My Windows XP desktop system often feels ill.

I used to be a Win32 programmer, so today I tracked down the reason why …

Each time Yahoo Messenger initially displays an emoticon image, it allocates from 2 GDI objects (original icons) to 51 GDI objects (the new “busy on the phone icon”) until the windows are closed, in which case about half the objects get released.

Each of the icons is color and animated, so each should take the same number of resources.

Over time, those leaks add up …

In my case, YM starts with 638 GDI objects and grows to over 10,000 GDI objects, handles and User objects each. A Windows program is considered to be broken if it uses more than 2,000 of any of those. 10,000 objects is more than the other 32 processes on my system combined.

Messenger Team … you can duplicate this by:

  1. load Windows Task Manager and click on Processes Tab … View … Select Columns … Select Memory Usage, USER Objects, Handle Count, GDI Objects
  2. sort by GDI objects
  3. then load Yahoo Messenger and open a buddy window
  4. click on each emoticon, press Enter and watch the GDI Objects count climb.

Oh ya, and why does YM need 45 MB RAM to open 2 chat windows?

Tested on Yahoo Messenger versions 7.0.0.437, 8.1.0.195 and 8.1.0.249.

3 Responses to “Yahoo Messenger Emoticons Leak Like a Sieve”

  1. calin says:

    Yeah I have the same problem and what can I say… They simply sucks and I don’t understand those programmers … :( (

  2. Very interesting indeed – thank you for that, James.
    (I found this page – among others – while searching for understanding on MY YM woes ;-) )

    I don’t understand programming in depth (I DID 40 years ago, but seems a few things have changed since then!) – but I’ve found a similar(?) phenomenon with Handles (whatever they are!!).

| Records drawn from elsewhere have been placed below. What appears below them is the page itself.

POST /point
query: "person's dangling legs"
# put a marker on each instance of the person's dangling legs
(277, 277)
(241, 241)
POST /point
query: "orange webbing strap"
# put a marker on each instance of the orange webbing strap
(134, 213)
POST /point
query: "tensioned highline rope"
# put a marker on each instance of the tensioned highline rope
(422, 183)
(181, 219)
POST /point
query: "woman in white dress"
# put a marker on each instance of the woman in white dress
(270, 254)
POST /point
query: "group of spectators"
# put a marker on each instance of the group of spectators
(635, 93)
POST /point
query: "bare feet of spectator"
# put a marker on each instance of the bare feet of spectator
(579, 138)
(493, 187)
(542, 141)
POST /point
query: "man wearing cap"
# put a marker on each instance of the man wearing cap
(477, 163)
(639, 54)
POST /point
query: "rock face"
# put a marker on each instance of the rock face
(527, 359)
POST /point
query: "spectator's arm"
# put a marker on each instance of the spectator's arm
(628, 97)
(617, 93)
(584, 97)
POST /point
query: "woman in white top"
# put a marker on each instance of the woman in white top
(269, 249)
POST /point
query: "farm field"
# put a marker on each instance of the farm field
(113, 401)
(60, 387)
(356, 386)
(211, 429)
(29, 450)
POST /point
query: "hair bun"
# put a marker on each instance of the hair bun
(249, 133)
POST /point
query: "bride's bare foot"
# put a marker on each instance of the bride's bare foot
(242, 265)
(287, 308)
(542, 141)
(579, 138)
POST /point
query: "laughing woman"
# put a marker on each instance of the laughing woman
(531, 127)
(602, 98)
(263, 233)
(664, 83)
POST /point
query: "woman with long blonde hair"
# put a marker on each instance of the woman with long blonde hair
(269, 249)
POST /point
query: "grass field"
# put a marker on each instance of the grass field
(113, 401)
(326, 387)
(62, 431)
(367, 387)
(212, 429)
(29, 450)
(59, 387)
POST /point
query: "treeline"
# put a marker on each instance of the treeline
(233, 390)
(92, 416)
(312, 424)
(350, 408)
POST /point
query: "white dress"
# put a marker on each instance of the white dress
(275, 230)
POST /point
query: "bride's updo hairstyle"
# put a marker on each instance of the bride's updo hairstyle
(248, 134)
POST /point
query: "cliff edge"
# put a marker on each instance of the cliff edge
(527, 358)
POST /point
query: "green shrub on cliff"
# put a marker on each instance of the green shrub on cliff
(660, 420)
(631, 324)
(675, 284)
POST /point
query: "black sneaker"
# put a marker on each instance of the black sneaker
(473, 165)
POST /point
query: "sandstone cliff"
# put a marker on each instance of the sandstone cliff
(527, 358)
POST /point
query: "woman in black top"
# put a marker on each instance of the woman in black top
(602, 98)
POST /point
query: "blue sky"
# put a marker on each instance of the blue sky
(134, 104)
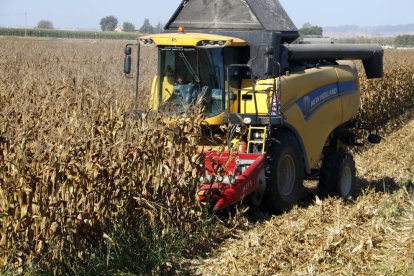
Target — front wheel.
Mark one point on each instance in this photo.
(285, 172)
(338, 175)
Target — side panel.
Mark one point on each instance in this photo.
(349, 89)
(315, 109)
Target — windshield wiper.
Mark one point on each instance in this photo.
(193, 73)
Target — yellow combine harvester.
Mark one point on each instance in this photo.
(292, 107)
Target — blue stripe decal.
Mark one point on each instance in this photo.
(321, 96)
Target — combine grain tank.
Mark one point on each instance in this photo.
(292, 108)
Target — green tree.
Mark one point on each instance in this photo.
(146, 27)
(404, 40)
(45, 24)
(309, 29)
(128, 27)
(109, 23)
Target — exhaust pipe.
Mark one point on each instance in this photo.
(370, 55)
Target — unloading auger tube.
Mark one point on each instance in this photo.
(370, 55)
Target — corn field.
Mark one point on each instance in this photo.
(72, 158)
(74, 161)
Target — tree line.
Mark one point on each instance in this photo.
(110, 23)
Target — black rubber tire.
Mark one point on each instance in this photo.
(284, 173)
(338, 175)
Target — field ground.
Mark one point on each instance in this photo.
(82, 183)
(372, 236)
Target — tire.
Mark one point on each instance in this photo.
(338, 175)
(285, 172)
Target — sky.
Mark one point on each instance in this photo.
(86, 14)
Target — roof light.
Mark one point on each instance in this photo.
(147, 42)
(211, 43)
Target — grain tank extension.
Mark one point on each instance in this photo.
(291, 108)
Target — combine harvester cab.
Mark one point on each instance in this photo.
(297, 103)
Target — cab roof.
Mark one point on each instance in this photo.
(190, 39)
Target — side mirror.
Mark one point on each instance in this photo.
(269, 61)
(127, 61)
(269, 51)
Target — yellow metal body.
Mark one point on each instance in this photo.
(314, 101)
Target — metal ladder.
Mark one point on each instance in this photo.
(262, 140)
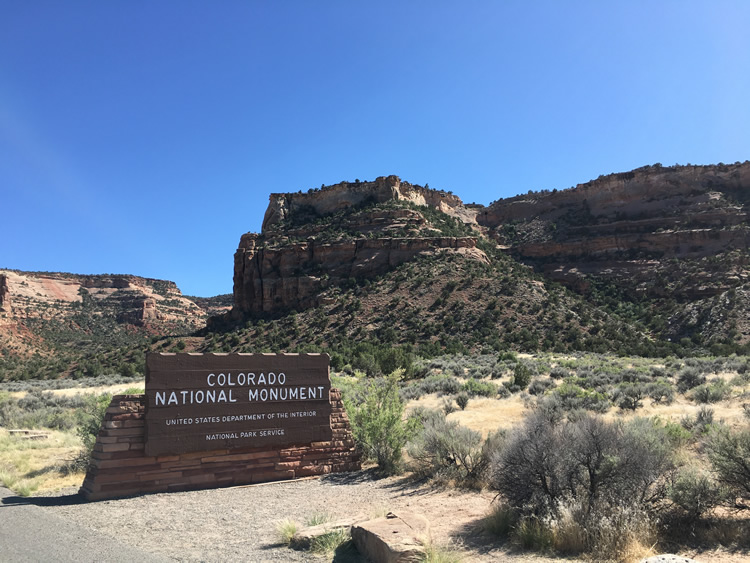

    When I first load YM Task Manager may show it with about 1500 handles – there’s usually also one SvcHost with about 1500 too, but no other processes over about 500.
    But it seems that as time goes by YM increases this – sometimes up to 5000 or 6000 – at which time usually it (or other things) begin misbehaving, so I exit YM then restart it.
    Sounds similar to your “10000 GDI objects” scenario!

    I wish I understood such things more, then perhaps I could adapt my style to avoid, or cope with, such dumb programming. :-(

  3. KC says:

    I came here looking for an answer to the handle leak and may have found atleast one scenario – when a message window is minimized(or in the background) and a message arrives and it starts blinking, I have noticed an initial jump of 4 handles followed by 2 Handles foe every blinkgin…this is the ONLY process which consumes so many HANDLES.